As Watson and Gibson (2008) emphasized, post-modern politics suggests many possibilities. It defines an end to simplistic nations of class, alliances, or urban social movements. It also defines an end to a politics which assumes linearity of progress or the inevitability of revolution. No one political solution will emerge which will be universally just. Power will be continually contested, and new and different strategic alliances will emerge at each point of resistance.
Postmodern politics recognizes that there never can be one solution which will benefit all people in all places for all time. Such an ideal can only lead to disappointment. Rather, postmodern politics allows for – both marginal and mainstream – recognizing that victories are only ever partial, temporary and contested. At the very least, what postmodern theory has done is to open up a plethora of ways of thinking and acting politically. The challenges brought about by localization forces accompanying globalization could be contained by the local governments of Mindanao cities as substantiated by the overall success in the implementation of the Philippine Local Government Code.

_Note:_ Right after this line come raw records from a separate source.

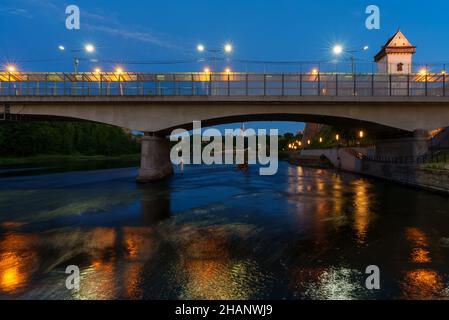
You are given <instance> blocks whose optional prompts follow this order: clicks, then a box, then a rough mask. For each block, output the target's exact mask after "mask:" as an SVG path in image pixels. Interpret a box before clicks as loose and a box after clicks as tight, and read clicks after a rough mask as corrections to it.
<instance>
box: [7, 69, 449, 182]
mask: <svg viewBox="0 0 449 320" xmlns="http://www.w3.org/2000/svg"><path fill="white" fill-rule="evenodd" d="M448 84H449V80H448V79H447V77H446V74H445V73H442V74H429V73H426V74H423V73H418V74H408V75H391V74H336V73H318V72H313V73H308V74H248V73H216V74H215V73H214V74H211V73H182V74H179V73H178V74H143V73H119V74H117V73H77V74H67V73H0V114H3V115H4V117H5V118H8V117H9V118H11V117H15V118H19V119H53V118H57V119H80V120H88V121H95V122H101V123H106V124H110V125H115V126H120V127H124V128H128V129H134V130H140V131H144V132H145V133H146V136H145V137H144V139H143V143H142V169H141V172H140V176H139V177H140V178H139V180H140V181H150V180H154V179H157V178H162V177H164V176H167V175H169V174H170V173H171V170H172V169H171V165H170V162H169V159H168V143H167V141H166V140H165V139H164V138H163V137H164V136H165V135H167V134H168V133H169V132H170V131H171V130H172V129H174V128H186V129H189V128H190V127H191V125H192V122H193V121H195V120H201V121H202V122H203V126H208V125H216V124H224V123H233V122H246V121H258V120H263V121H301V122H315V123H323V124H329V125H336V126H340V127H353V128H360V129H365V130H367V131H369V132H372V133H373V134H375V135H376V136H378V137H379V138H382V139H387V138H395V140H382V141H386V143H385V144H384V145H382V146H379V150H388V152H392V150H396V151H395V152H401V153H404V154H407V155H409V154H412V155H415V154H416V155H418V154H420V153H423V152H425V150H424V149H425V148H424V142H423V141H424V140H425V134H423V132H427V131H429V130H433V129H436V128H442V127H448V126H449V88H448V87H449V86H448ZM413 133H414V134H413ZM404 135H405V136H409V137H408V138H401V139H408V140H407V142H405V141H404V140H401V139H398V137H400V136H404ZM417 143H418V144H419V145H418V146H417ZM398 150H399V151H398Z"/></svg>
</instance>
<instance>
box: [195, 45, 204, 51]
mask: <svg viewBox="0 0 449 320" xmlns="http://www.w3.org/2000/svg"><path fill="white" fill-rule="evenodd" d="M196 50H198V51H199V52H203V51H204V50H205V48H204V46H203V45H202V44H199V45H198V46H197V47H196Z"/></svg>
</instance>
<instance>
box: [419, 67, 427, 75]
mask: <svg viewBox="0 0 449 320" xmlns="http://www.w3.org/2000/svg"><path fill="white" fill-rule="evenodd" d="M419 74H420V75H422V76H425V75H427V68H422V69H421V70H420V71H419Z"/></svg>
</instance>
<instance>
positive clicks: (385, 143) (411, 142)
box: [376, 130, 429, 158]
mask: <svg viewBox="0 0 449 320" xmlns="http://www.w3.org/2000/svg"><path fill="white" fill-rule="evenodd" d="M428 151H429V133H428V131H426V130H415V131H414V133H413V136H412V137H407V138H398V139H385V140H379V141H377V142H376V156H380V157H387V158H388V157H390V158H400V157H407V158H416V157H419V156H422V155H424V154H426V153H427V152H428Z"/></svg>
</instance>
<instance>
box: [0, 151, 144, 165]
mask: <svg viewBox="0 0 449 320" xmlns="http://www.w3.org/2000/svg"><path fill="white" fill-rule="evenodd" d="M87 161H136V163H138V162H139V161H140V154H138V153H135V154H125V155H118V156H103V155H95V156H88V155H58V154H54V155H36V156H30V157H17V156H15V157H0V166H12V165H28V164H48V163H50V164H51V163H64V162H87Z"/></svg>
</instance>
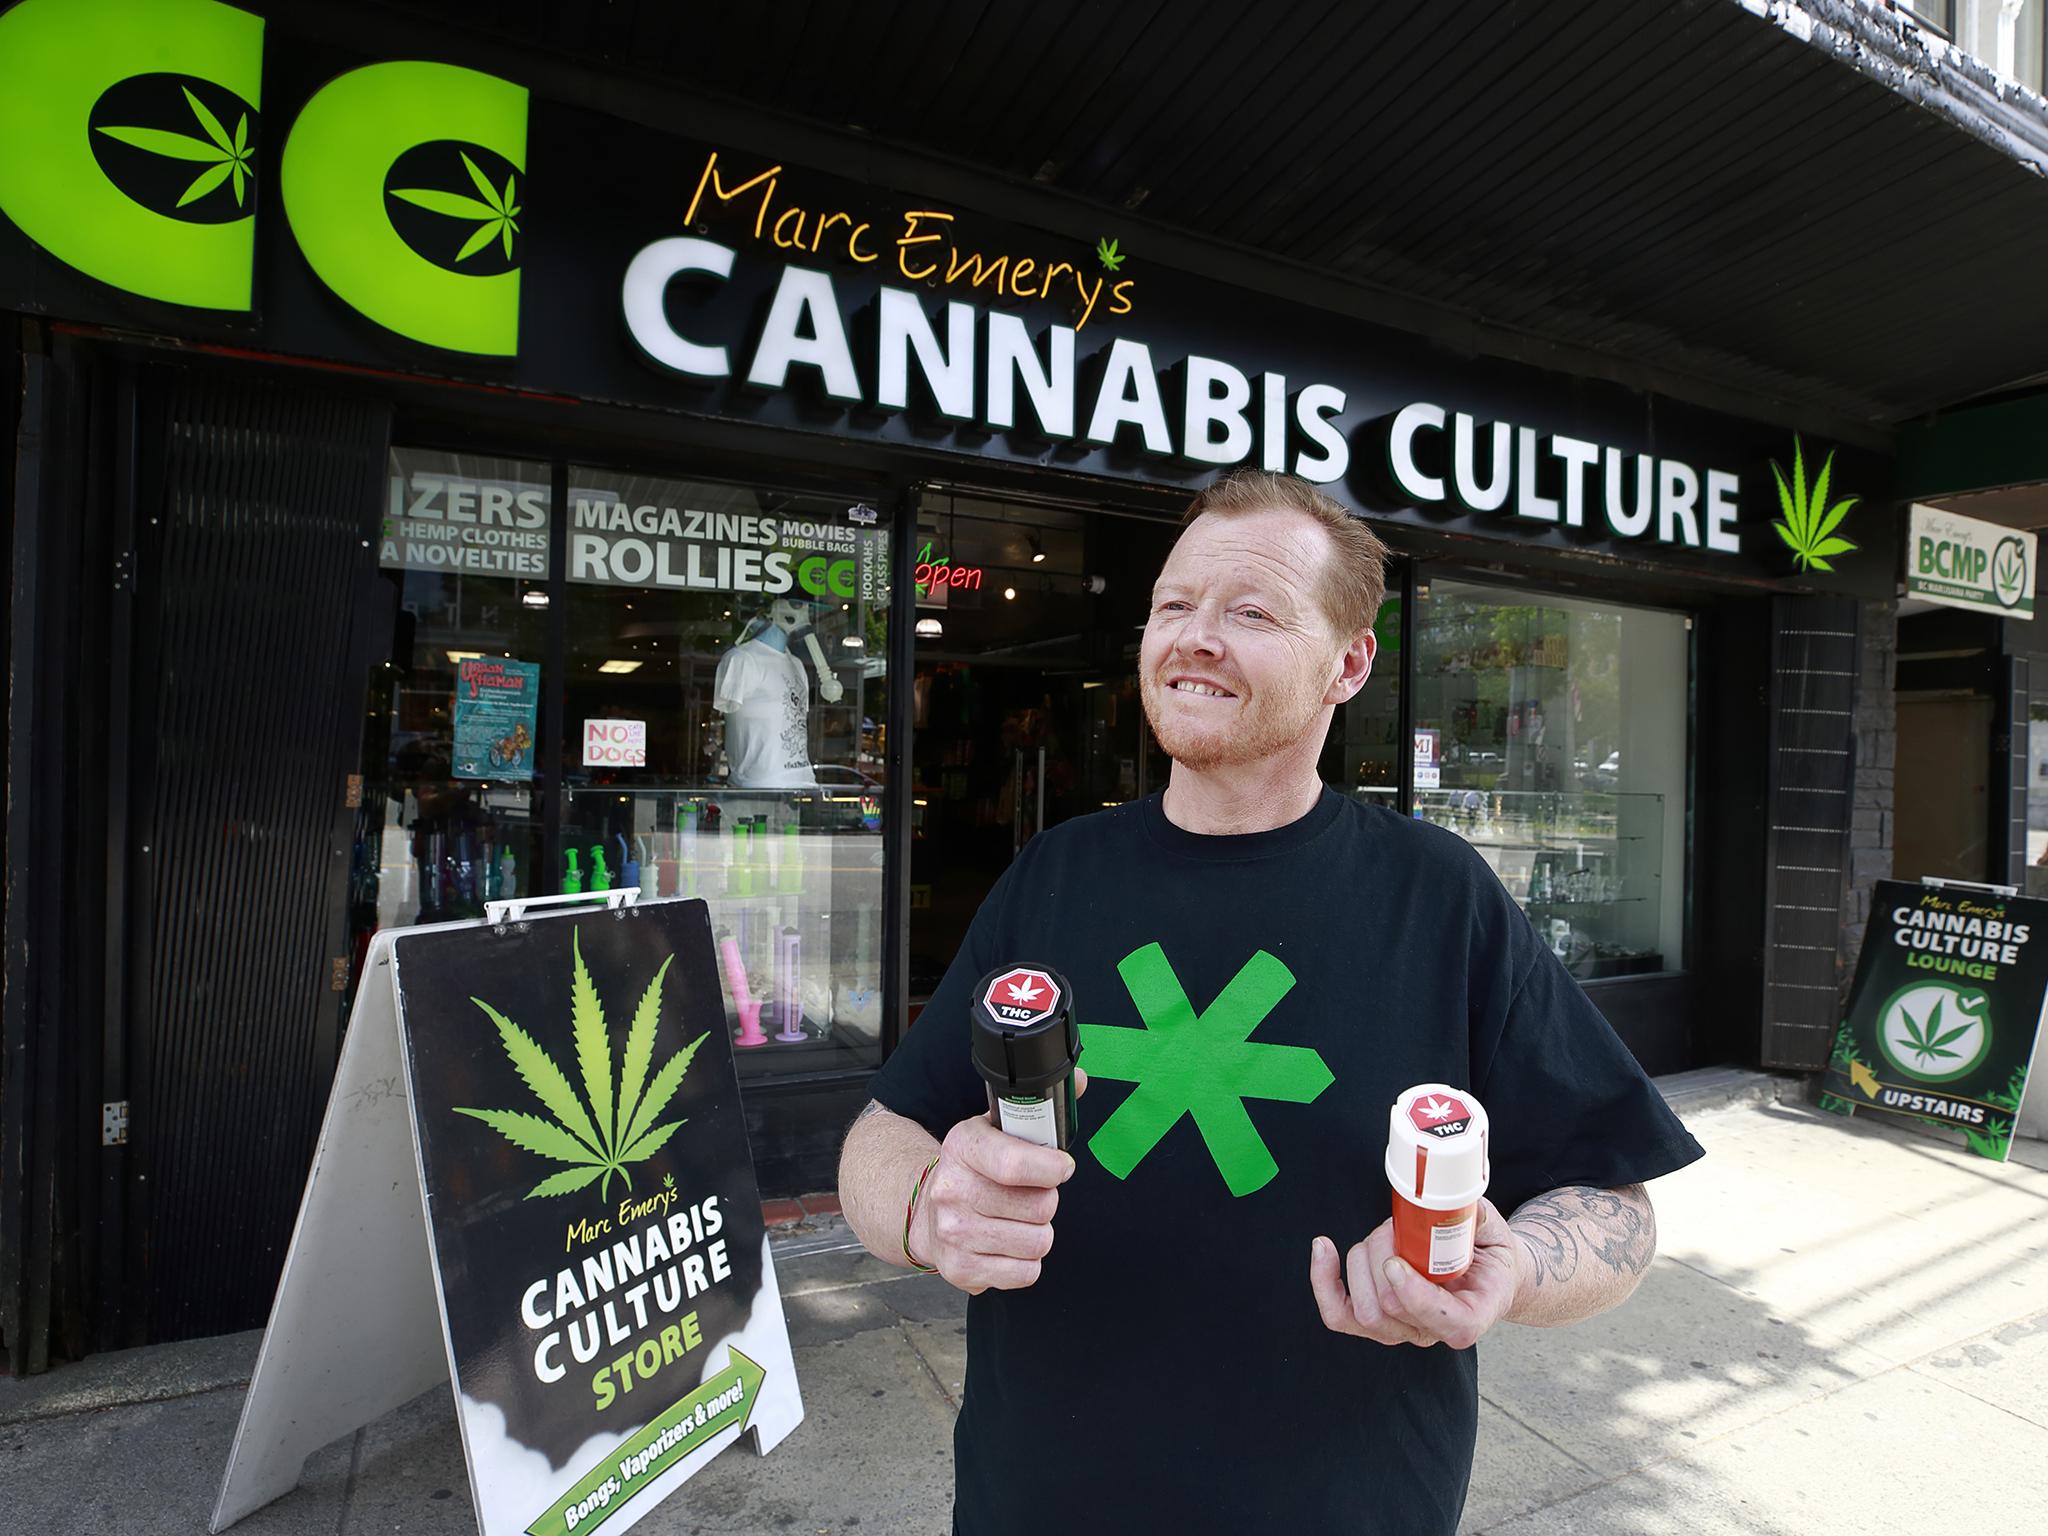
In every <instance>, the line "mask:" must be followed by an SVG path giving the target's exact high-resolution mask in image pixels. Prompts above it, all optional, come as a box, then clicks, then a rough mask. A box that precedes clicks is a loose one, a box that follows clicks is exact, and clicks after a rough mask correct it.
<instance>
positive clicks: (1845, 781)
mask: <svg viewBox="0 0 2048 1536" xmlns="http://www.w3.org/2000/svg"><path fill="white" fill-rule="evenodd" d="M1855 625H1858V604H1855V598H1835V596H1798V598H1772V692H1769V698H1772V717H1769V750H1772V758H1769V774H1767V797H1765V817H1767V821H1765V825H1767V834H1765V836H1767V860H1765V889H1767V922H1765V934H1763V940H1765V948H1763V1065H1765V1067H1796V1069H1802V1071H1812V1069H1819V1067H1825V1065H1827V1055H1829V1051H1831V1047H1833V1040H1835V1026H1837V1024H1839V1022H1841V1020H1839V1010H1837V999H1839V989H1841V981H1839V977H1837V975H1835V952H1837V948H1839V944H1841V887H1843V881H1845V879H1847V868H1849V821H1851V799H1853V793H1851V791H1853V784H1855V731H1853V729H1851V725H1853V711H1855V666H1858V655H1860V647H1858V627H1855Z"/></svg>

Again, following postmodern theory, this “success story” narrative may be contested. Therefore, the complexity of globalization and localization forces should continue to position the national government – but more strongly the regional and local government units in Mindanao regions of the Philippines to sustain exploration of progressive and rational spatial development strategies and policies that combine the concerns for the economic, social, political, environmental, and cultural dimensions of urbanization. Finally, the role of improved education (both formal and non-formal systems) should remain as a continuous policy variable in order to sustain the viability of sub-national economies (rural and urban regions) in optimizing the benefits of, and positioning the Philippines against the perils of globalization.